How to find leaks? cuda-gdb runs out of memory, but compute-sanitizer runs without erros


I am running some tests on my code on a cluster. Something peculiar happens.
When I run the code with cuda-gdb the memory usage increases continuously and eventually it runs out of memory and crashes.
My first thought was that I have some gpu variables which are not deallocated so I ran the code with cuda-memcheck and compute-sanitizer, but no errors were reported. The memory usage was below some threshold.
In both cases I compiled the cuda part with -G argument.
I did also a manual check. I used cat <code> | grep malloc and matched them with the out put of cat <code> | grep Free.

What else can I do to find the bugs? Is it possible there is a problem with running cuda-gdb on clusters?.

Best regsards,


If you are talking about host memory leaks, none of the tools you suggest are designed to find those. A host memory leak can cause a program crash (the os terminating the program for you automatically). A device memory leak could only lead to an eventual runtime error, not a crash as I have defined it. If you are chasing a host memory leak, this is probably the wrong forum to be asking about it.

compute-sanitizer (and cuda-memcheck) both have leak-checking capability for device memory. If you haven’t enabled those features, try that.

If you think there is a problem with cuda-gdb, I would suggest upgrading to the latest version. If the problem still exists, then I suggest reporting it on the cuda-gdb forum, not here. I also suggest asking questions about cuda-gdb specifically, there not here.

As a final suggestion, to chase a difficult to find bug there are many “typical” debugging techniques. A common one is to progressively strip down your code, removing parts. As you run the shrinking code, check for memory leaks. When the memory leaks stop, then study what you most recently removed.


Thank you for your reply. Sorry for the misunderstanding. In the original message I was referring only to gpu memory.
The gpu memory usage is increasing linearly while running my code with cuda-gdb. When the GPU memory is filled the code crashes.
I am running my code on a cluster and upgrading is not an option.

I am using version 11.5.

It is weird. I do not understand why running my code with cuda-gdb the gpu memory usage is constantly increasing, while running normally or inside compute-sanitizer the amount of memory is below some threshold (going up and down as the code allocates and deallocates the memory for the various variables).

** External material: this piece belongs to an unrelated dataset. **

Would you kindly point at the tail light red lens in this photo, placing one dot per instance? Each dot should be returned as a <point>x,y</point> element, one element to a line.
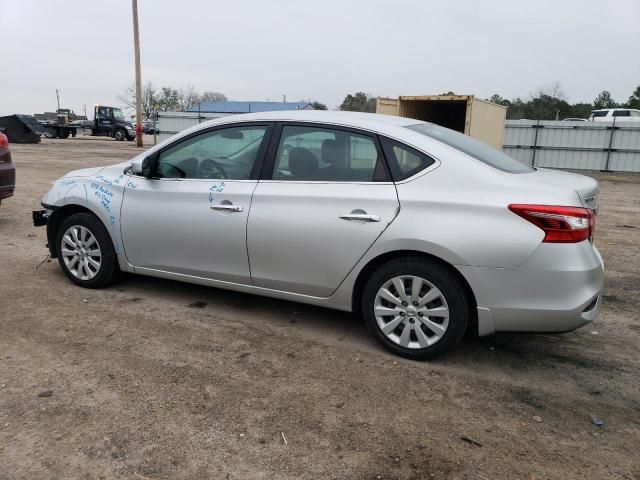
<point>559,224</point>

It should happen in both cases, if allocations of device memory using cudaMalloc() that have not been freed

I realized only now (though spent some time digging) that the flag --leak-check full is needed to check the memory leaks caused by cudaMalloc. I got this summary from cuda-memcheck --leak-cheak full

========= This tool is deprecated and will be removed in a future release of the CUDA toolkit
========= Please use the compute-sanitizer tool as a drop-in replacement
========= LEAK SUMMARY: 0 bytes leaked in 0 allocations
========= ERROR SUMMARY: 0 errors

So something really weird happens

Hi @cristian.v.achim
It’s expected for cuda-gdb to use a limited amount of GPU memory, but what you are seeing (debugger consuming all GPU memory) might be a bug in cuda-gdb.

Could you share additional details about the issue:

  • cuda-gdb output when debugging your application
  • nvidia-smi output


Here is the output from the last run:

This is the cuda-gdb output:

warning: Cuda API error detected: cudaMallocAsync returned (0x2)

GPUassert: out of memory src/ 56 // here I have  an allocation cudaMallocAsync( a_d,  Np ,0); // Np is the size in bytes

At the moment of crash I managed to record this from the nvidia-smi :

| NVIDIA-SMI 525.85.12    Driver Version: 525.85.12    CUDA Version: 12.0     |
| GPU  Name        Persistence-M| Bus-Id        Disp.A | Volatile Uncorr. ECC |
| Fan  Temp  Perf  Pwr:Usage/Cap|         Memory-Usage | GPU-Util  Compute M. |
|                               |                      |               MIG M. |
|   0  NVIDIA A100-SXM...  On   | 00000000:44:00.0 Off |                    0 |
| N/A   42C    P0    88W / 400W |  40321MiB / 40960MiB |      1%      Default |
|                               |                      |             Disabled |

when running outside of the debugger or with cuda-memcheck or cuda-sanitizer it does not go over 5 GB memory , as repoted by nvidia-smi.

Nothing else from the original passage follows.